In 2000, after the death of a rent controlled tenant, the remaining occupant (who claimed to have had a “familylike” relationship with the tenant), settled a licensee holdover proceeding that the owner had brought to recover the apartment. In consultation with his counsel, the occupant chose to settle rather than litigate the succession claim, where he risked the possibility of failing to satisfy the heavy evidentiary burden of proving his entitlement to succession under the “non-traditional family member” criteria in the Rent Stabilization Code.
The settlement provided the occupant with such favorable terms as a rent stabilized lease in his name, at an agreed upon rent of $1,650/
month (which was registered with DHCR as the initial legal regulated rent), together with a lower preferential rent of $650/month, plus
allowable renewal increases, for the duration of his tenancy. In return, the occupant agreed not to file a Fair Market Rent Appeal (“FMRA”),
which initial rent stabilized tenants generally have the right to file but no obligation to do so if they consider the initial agreed-upon lease rent to be consistent with prevailing market rents. These terms were also memorialized in a rider to the rent stabilized lease.
The settlement was so-ordered by the Housing Court, and the owner filed it and a copy of the lease with DHCR when it filed the initial apartment registration (known as the “RR-1” form).
Years later, the apartment became vacant again. The owner lawfully applied vacancy increases and the high rent vacancy threshold was reached, resulting in the deregulation of the apartment.

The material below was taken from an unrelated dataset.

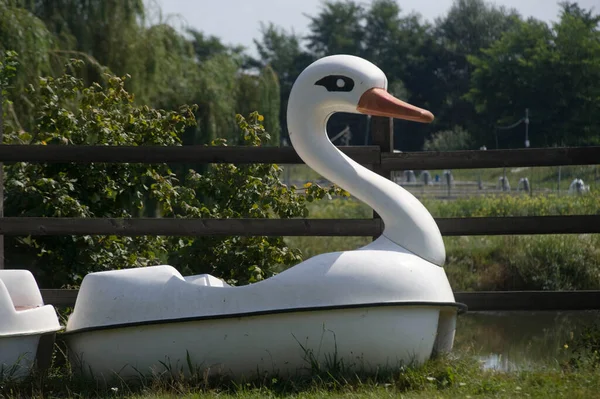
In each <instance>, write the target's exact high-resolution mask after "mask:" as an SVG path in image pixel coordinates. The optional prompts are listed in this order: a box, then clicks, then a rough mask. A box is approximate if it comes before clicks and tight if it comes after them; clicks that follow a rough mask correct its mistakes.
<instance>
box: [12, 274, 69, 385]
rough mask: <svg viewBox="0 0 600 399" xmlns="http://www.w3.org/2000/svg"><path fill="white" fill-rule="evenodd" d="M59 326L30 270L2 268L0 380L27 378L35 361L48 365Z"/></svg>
mask: <svg viewBox="0 0 600 399" xmlns="http://www.w3.org/2000/svg"><path fill="white" fill-rule="evenodd" d="M60 329H61V326H60V324H59V322H58V317H57V316H56V311H55V310H54V308H53V307H52V306H50V305H44V302H43V300H42V295H41V294H40V290H39V289H38V286H37V283H36V282H35V279H34V278H33V275H32V274H31V273H30V272H29V271H27V270H0V381H2V380H5V379H9V380H15V379H22V378H25V377H27V376H28V375H29V374H30V373H31V371H32V370H33V368H34V367H35V366H36V365H37V366H38V367H40V368H45V367H48V366H49V364H50V361H51V357H52V350H53V346H54V337H55V335H56V332H57V331H58V330H60Z"/></svg>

Then, in 2022, a new tenant challenged the deregulation. In Liggett v. Lew Realty LLC, the new tenant sued the owner, claiming that the apartment should still be rent stabilized because the 2000 settlement by a predecessor occupant was not valid. In a 3-2 decision, the Appellate Division, First Department rejected the tenant’s claims, found no impropriety with the 2000 settlement, and dismissed the complaint. The decision made clear that the way the initial rent stabilized rent was set was permitted by the Rent Stabilization Law, and
the agreement to not file a FMRA was not an impermissible waiver of a tenant right or an evasion of the rent laws. When the 2000 settlement was negotiated, the occupant was not a tenant. Moreover, there was no showing that the agreed-upon initial legal rent was excessive.
The Appellate Division majority also found no merit in the new tenant’s contention that the $650 preferential rent in the 2000 settlement was the “true” agreed upon rent that should have been registered as the initial legal regulated rent, and based on which all subsequent increases should have been calculated. The majority emphasized that the Rent Stabilization Code defines a preferential rent as “the amount of rent charged and paid by the tenant that is less than the legal regulated rent for the housing accommodation.” The 2000 settlement clearly distinguished the lower preferential rent from the agreed upon “legal rent that was subject to applicable guideline increases and other increases authorized by law.” The Appellate Division noted that although the regulations concerning preferential rents were subsequently amended in the Housing Stability & Tenant Protection Act, that was not the law in effect in 2000 and therefore does not have any impact on the 2000 settlement.
The majority was critical of the new tenant’s attempt to belatedly “step into [the former occupant’s] shoes and assert rights that she claims [the occupant] had when he agreed to the 2000 stipulation.” Essentially, the new tenant sought to relitigate a case that had been settled 22 years earlier in order to contest the process under which the apartment eventually became deregulated. However, while there generally is no statute of limitations for reviewing the regulatory status of an apartment, there must be a factual basis for the challenge distinct from the amount of the initial legal regulated rent, which can no longer be attacked and is binding.
The Liggett case touched on a number of recurring issues that burden rent regulated housing, not the least of which is the panoply of ways that tenants try to question deregulation. The Liggett holding puts to rest a number of those questions, in an effort to provide the certainty that is needed in residential leasing. However, the dual dissents to the opinion may further delay that certainty if the new tenant elects to
appeal to the Court of Appeals.
It is impossible to predict what would occur in any such appeal, but, for now, the majority of the Appellate Division is plainly signaling that attempts to undo the deregulated status of an apartment based on circumstances occurring decades earlier will not succeed.